Başbuğ açıklamasında şunları kaydetti: “Bugün çok kimse bu darbeciler ile Cemaat arasında bir ilişki olduğunu düşünmektedir. Ben de aynı düşünceyi taşıyorum. Ama bu vesileyle 14 Nisan 2009 günü Harp Akademileri’nde yaptığım konuşmada söylediğim bir hususu burada tekrarlama hakkına sahibim. O gün yani tam 7 yıl önce dedim ki, ‘Bazı Cemaatler hedeflerine ulaşmada kendileri için en büyük engel olarak TSK’yı görmektedirler. Bu nedenle TSK aleyhine faaliyette bulunmaktadırlar. Bu yapılanmalara karşı hukuk devleti kapsamında kuralları içinde TSK olarak etkisiz ve tepkisiz kalmayacağız.’ Başta Başbakana
ve tüm ilgililere bu değerlendirmemizi ilettik ama maalesef itibar edilmedi.”
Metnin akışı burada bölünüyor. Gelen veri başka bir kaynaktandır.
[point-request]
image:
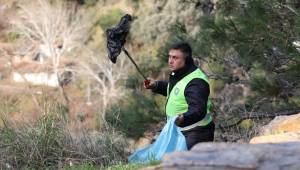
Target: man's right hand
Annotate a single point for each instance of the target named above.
(149, 83)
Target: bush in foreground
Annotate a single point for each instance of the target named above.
(47, 144)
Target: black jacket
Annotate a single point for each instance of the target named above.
(196, 93)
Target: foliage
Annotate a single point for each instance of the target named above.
(263, 34)
(47, 144)
(134, 114)
(110, 19)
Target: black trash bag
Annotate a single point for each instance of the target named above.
(116, 37)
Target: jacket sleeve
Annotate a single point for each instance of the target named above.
(160, 88)
(196, 94)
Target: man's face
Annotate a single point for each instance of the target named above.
(176, 59)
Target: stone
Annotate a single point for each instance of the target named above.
(282, 124)
(280, 129)
(277, 138)
(235, 156)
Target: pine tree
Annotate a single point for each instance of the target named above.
(264, 35)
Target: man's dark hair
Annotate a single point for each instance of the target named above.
(186, 49)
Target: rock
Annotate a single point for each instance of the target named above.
(281, 129)
(234, 156)
(277, 138)
(282, 124)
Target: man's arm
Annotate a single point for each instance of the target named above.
(196, 94)
(160, 87)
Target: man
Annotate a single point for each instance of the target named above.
(187, 96)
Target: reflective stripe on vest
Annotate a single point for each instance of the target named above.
(176, 102)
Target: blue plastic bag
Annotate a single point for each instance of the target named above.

“20 yaşındaki askerlerimizi bu darbenin içinde yer alan, planlayan, rütbeli personelden ayrı bir yere koymanın doğru olduğu düşün- cesindeyim. Tatbikat diye kışlanın dışına çıkartıldığı görülüyor. Mehmetçik kullanıldı. Belki aldatıldılar, o genç çocuğun bunu anlaması değerlendirmesi, kolay bir olay değil. Genç erlerimizle diğerlerini aynı teraziye koymayalım.”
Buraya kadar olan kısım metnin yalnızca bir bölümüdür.